The source of MMP-12 after injury was likely cells of the mononuclear phagocyte lineage, i.e., microglia or macrophages, because MMP-12 silver grains were colocalized to Iba1-stained cells (Fig. 2E) but did not colocalize with astrocytes (Fig. 2F) or endothelial cells (data not shown). We noted that not all Iba1-positive cells were positive for MMP-12 mRNA (Fig. 2E, arrowheads).

MMP-12 null mice are less impaired after SCI than WT mice

All mice exhibited weight loss as a result of the SCI and did not return to original weight for the duration of the study. However, there were no significant differences in the weights of the mice from the MMP-12 null and WT groups at the beginning or throughout the experiment. All mice received subcutaneous injections of a lactated Ringer's solution after bladder squeezing on each behavioral test day to prevent dehydration.

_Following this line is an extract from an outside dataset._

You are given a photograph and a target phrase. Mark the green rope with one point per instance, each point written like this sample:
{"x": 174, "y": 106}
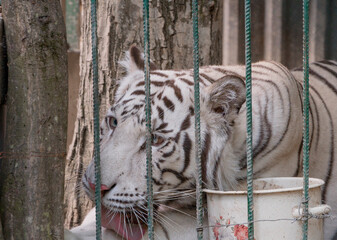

Spinal cord compression resulted in hindlimb paralysis, with both groups receiving similar average BBB scores at day 3 after injury of 1 and 1.6 (MMP-12 null and WT, respectively), indicative of slight movements of 1 or 2 hindlimb joints. Both groups exhibited gradual recovery in hindlimb function as reflected in the higher scores obtained on subsequent test days. Repeated measures ANOVA revealed a significant treatment effect (F = 5.681; p < 0.05), day effect (F = 42.807; p < 0.001), and treatment-by-day interaction (F = 3.946; p < 0.05), where MMP-12 null animals exhibited significant recovery in hindlimb function compared with WT mice (Fig. 3). Subsequent independent t tests revealed that hindlimb recovery in the MMP-12 null mice was significantly different from that of WT mice on day 14 (p < 0.05), with MMP-12 null mice demonstrating higher scores. The scores were statistically different throughout the remaining survival period, with MMP-12 null mice receiving a final average score of 7, indicative of extensive movement of all three hindlimb joints, compared with a score of 4.2 (slight movement of all hindlimb joints) in the WT group (p < 0.01). It is important to note that 5 of 10 MMP-12 null mice had achieved scores of ≥7, and 4 of 10 had recovered the ability to support weight on their hindlimbs. This is in contrast to the WT animals, of which 9 of 10 had scores of <7, and only 1 mouse had the ability to support weight. This magnitude of difference in behavioral scores obtained between the two groups could be extremely important if translated to the clinical context of human SCI.

Figure 3.

Figure 3.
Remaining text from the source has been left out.